The game screen is converted into an electrical stimulation pattern. When a monster appears on the left side of the screen, the electrodes on the left side of the neural culture area on the chip are activated.

The neurons respond to the stimulation. Researchers monitor the "spike signals" of these responses and then interpret them as game commands. A specific discharge pattern makes the game character shoot, another pattern makes the character move to the right, and so on.

This time, Cortical Labs not only presented a demonstration video but also had a series of academic studies behind it.

One of the studies explains how to combine an in vitro cultured neural network with a high-density multi-electrode array through the DishBrain system and conduct a direct comparison of living neurons with the three mainstream deep reinforcement learning algorithms DQN, A2C, and PPO in a simplified Pong environment.
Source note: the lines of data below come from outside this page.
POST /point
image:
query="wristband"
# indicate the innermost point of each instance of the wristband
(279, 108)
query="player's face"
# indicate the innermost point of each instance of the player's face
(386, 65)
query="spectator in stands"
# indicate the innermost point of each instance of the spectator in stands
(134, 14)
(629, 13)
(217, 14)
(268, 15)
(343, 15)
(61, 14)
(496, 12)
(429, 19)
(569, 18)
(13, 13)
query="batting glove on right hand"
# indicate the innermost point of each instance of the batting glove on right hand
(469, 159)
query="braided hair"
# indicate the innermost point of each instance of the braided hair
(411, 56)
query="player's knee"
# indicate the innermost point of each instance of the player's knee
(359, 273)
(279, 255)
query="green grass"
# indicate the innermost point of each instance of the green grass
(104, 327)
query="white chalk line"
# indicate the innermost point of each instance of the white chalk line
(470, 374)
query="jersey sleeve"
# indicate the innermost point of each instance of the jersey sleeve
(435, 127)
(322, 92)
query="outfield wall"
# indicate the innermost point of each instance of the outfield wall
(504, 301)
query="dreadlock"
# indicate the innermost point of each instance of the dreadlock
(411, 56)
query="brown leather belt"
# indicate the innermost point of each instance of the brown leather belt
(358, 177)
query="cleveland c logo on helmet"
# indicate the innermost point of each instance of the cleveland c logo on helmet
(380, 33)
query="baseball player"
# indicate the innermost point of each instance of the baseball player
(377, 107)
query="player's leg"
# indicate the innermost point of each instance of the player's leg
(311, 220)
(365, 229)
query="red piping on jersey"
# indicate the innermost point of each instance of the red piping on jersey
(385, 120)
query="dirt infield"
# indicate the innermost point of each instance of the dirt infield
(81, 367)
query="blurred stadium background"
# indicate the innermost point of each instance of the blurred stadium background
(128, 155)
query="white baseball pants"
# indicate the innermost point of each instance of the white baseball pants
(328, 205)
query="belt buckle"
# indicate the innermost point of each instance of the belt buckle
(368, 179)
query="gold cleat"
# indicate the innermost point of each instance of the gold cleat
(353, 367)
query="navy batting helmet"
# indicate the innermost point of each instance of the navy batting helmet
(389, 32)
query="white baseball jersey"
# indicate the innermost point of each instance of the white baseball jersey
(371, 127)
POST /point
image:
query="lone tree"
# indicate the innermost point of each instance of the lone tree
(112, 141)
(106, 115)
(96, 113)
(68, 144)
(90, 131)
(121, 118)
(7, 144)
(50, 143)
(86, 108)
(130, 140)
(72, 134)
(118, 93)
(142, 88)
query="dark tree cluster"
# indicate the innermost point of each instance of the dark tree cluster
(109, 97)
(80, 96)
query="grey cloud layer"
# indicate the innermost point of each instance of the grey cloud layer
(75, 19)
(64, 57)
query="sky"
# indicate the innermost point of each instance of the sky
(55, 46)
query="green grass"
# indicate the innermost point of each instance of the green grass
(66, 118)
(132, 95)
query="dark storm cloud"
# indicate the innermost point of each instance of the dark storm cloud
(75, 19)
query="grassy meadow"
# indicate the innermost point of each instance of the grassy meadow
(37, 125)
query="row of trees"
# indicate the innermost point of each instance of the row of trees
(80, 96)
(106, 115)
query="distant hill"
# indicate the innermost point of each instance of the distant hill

They recorded the neural spike activities of 1024 channels on the HD-MEA, covering 285 game sessions and 147 resting sessions, with a sampling frequency of 20kHz. Through two dimensionality reduction algorithms, t-SNE and Isomap, the team embedded the high-dimensional neural activities into a low-dimensional space for analysis.

The core constraint of the experimental design is "sample efficiency".

The recording duration of each biological culture's game was 20 minutes, during which an average of about 69 to 70 rounds of play were completed. To achieve a comparable comparison, the three deep reinforcement learning algorithms were also limited to the same training volume of 70 rounds. Each algorithm was trained with 150 different random seeds, equivalent to 150 independent neural networks, corresponding to 150 different biological cultures.

The study used cortical cells from two sources:

Human cortical cells (HCC) differentiated from human induced pluripotent stem cells (hiPSC) and mouse cortical cells (MCC) extracted from mouse embryos. Approximately 1 million cells were placed on the HD-MEA chip.

To consider the impact of input information density on the results, the researchers designed three different input methods for the reinforcement learning algorithms: a 40×40 grayscale image input, a four-dimensional vector input containing the coordinates of the paddle and the ball, and a ball position input that simulates the information structure of DishBrain as much as possible.

The results are very clear:

Under all three input designs, the biological cultures comprehensively surpassed all reinforcement learning algorithms in the three core indicators of the average number of hits per round, the direct serve error rate (aces), and the proportion of long rounds.

More importantly, there are differences in the learning dynamics:

When dividing each 20-minute experiment into the first 5 minutes and the last 15 minutes for comparison, only the HCC and MCC groups showed a statistically significant increase in the average round length, while DQN, A2C, and PPO did not show significant in-group improvement under any input design.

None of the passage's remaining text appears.